Q: So what’s the most important take-away point for the future of Russian politics from this election?

A: Unlike a regular election – where the most important result is who wins – in this election the most important result will be what happens to the incipient protest movement in Moscow. If the election takes the wind out of the sails of the movement, then Russia can largely expect more of the same. If the protests continue and increase in size, then changes are likely ahead for Russian politics.
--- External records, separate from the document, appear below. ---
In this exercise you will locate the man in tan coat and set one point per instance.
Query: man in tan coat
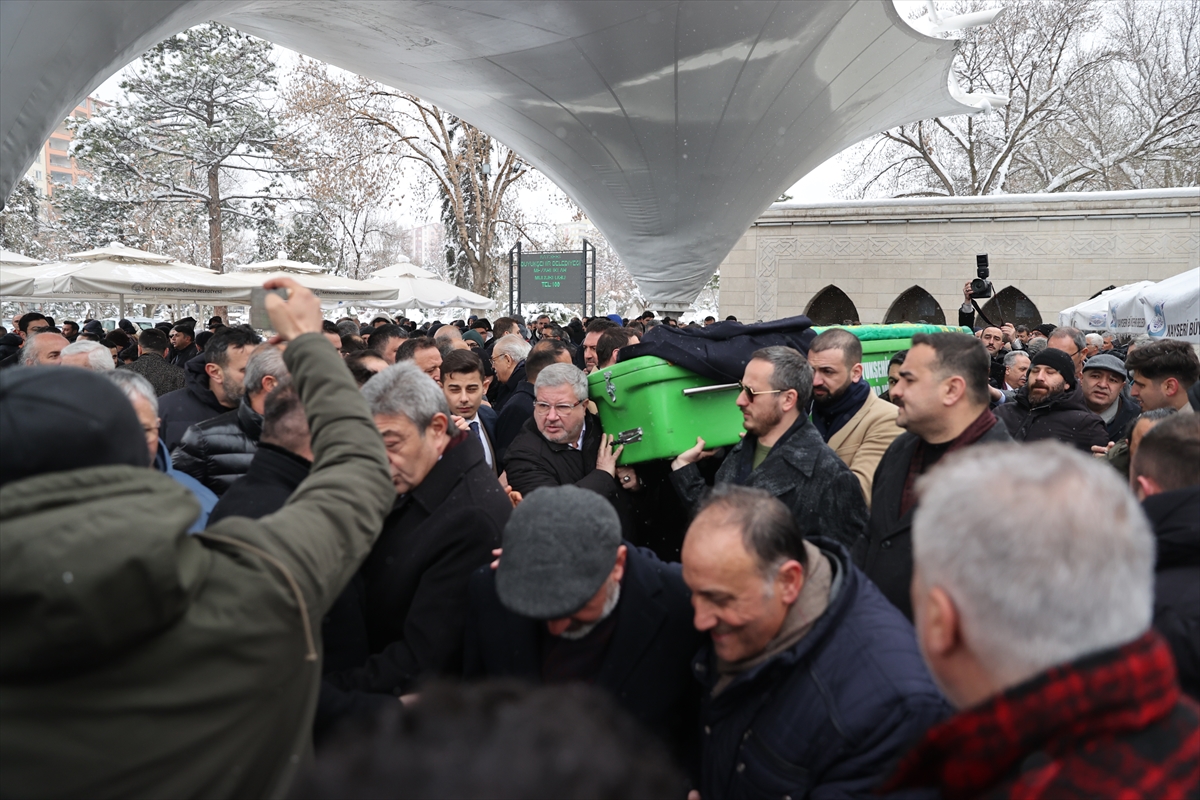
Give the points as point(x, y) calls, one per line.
point(856, 423)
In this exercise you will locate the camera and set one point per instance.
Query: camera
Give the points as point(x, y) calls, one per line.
point(981, 287)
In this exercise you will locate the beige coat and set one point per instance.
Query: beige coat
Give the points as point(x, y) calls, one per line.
point(861, 443)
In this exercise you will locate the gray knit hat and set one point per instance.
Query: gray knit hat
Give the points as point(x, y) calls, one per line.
point(559, 546)
point(1107, 361)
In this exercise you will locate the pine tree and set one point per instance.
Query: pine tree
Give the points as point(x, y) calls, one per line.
point(195, 125)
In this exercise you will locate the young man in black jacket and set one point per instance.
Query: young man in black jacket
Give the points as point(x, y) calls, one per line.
point(942, 394)
point(1165, 476)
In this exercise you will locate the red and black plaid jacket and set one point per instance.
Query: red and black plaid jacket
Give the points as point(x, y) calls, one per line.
point(1113, 725)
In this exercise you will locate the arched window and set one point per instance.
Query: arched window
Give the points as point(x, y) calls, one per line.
point(832, 306)
point(915, 305)
point(1009, 305)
While the presidential election is not going to determine who becomes the next president – this has already been determined – factors such as whether Putin wins in the first round, how he does in Moscow, and how people interpret the “true” popularity of Putin may have an important role in determining the future of the protest movements.

And in this way, the coming Russian presidential elections, which will have no impact on who becomes Russia’s next president are, somewhat ironically, quite important for Russia’s next president.